The lucrative Land 400 contract — which would turn Melbourne’s former Holden factory into a plant for hi-tech war machines — is at the centre of a fierce lobbying campaign between Victorian and Queensland federal MPs.
The Turnbull Government is expected to decide early next year whether the tender goes to defence contractor BAE Systems, which will base its bid at the Fishermans Bend site, or German-based Rheinmetall Defence, which plans to assemble its armoured vehicles in Queensland’s southeast.
Industry sources now fear the contract could be turned into a massive pork-barrelling of Queensland because of the Turnbull Government’s precarious position in the polls and the number of marginal seats.
Victorian federal government MPs have stepped up a campaign to ensure the contract goes south, amid concerns it could be poached by the influential “white shoe brigade”.
Following intense public campaigning from “Team Queensland” MPs on Rheinmetall’s behalf, Victorian Liberal and Nationals MPs met in Canberra last week with BAE non-executive chairman Dr Ian Watt and Victoria’s defence ambassador Greg Combet.
BAE flags at least 500 direct manufacturing and supply chain jobs in the proposal, but government modelling shows the industry could gain up to 2000 jobs, and contracts for downstream manufacturers.
BAE, through its partner Marand Precision Engineering, would manufacture the vehicle’s hull in Victoria while Rheinmetall would manufacture its hull in Germany.
Victorian Liberal MP Sarah Henderson, who has led the campaign among her colleagues, said the state offered the best vehicle manufacturing expertise in the nation.

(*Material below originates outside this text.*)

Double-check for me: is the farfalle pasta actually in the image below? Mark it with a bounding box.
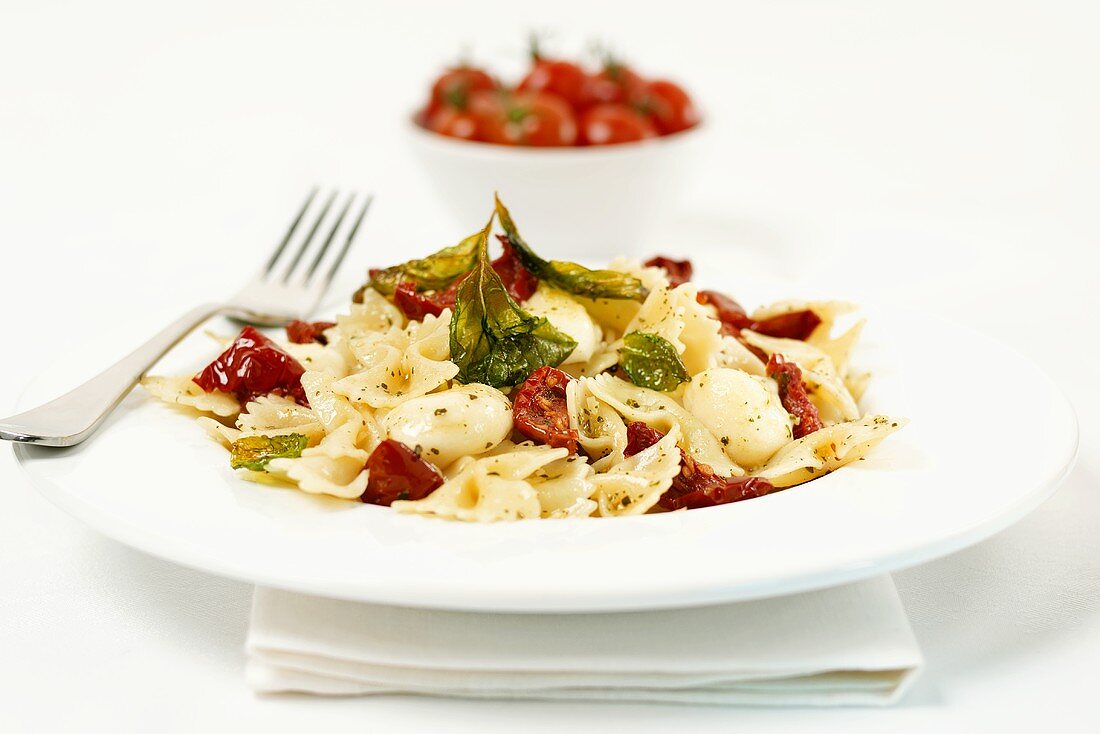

“In terms of supporting local jobs and Australian workers, BAE is leaps ahead of its competition” she said. “It will deliver a vehicle that comprises 90 per cent Australian industry content.”
Both designs have undergone intense trials ahead of a decision on the maker of 225 combat reconnaissance vehicles, which will replace the Australian Light Armoured Vehicles now in service.
While the quality of the vehicle will ultimately decide the contract winner, the determination process will also evaluate value-for-money, Australianmade content and risk management. But one industry source said, “Don’t discount politics influencing the process. It shouldn’t, and hopefully won’t, but anything is possible”.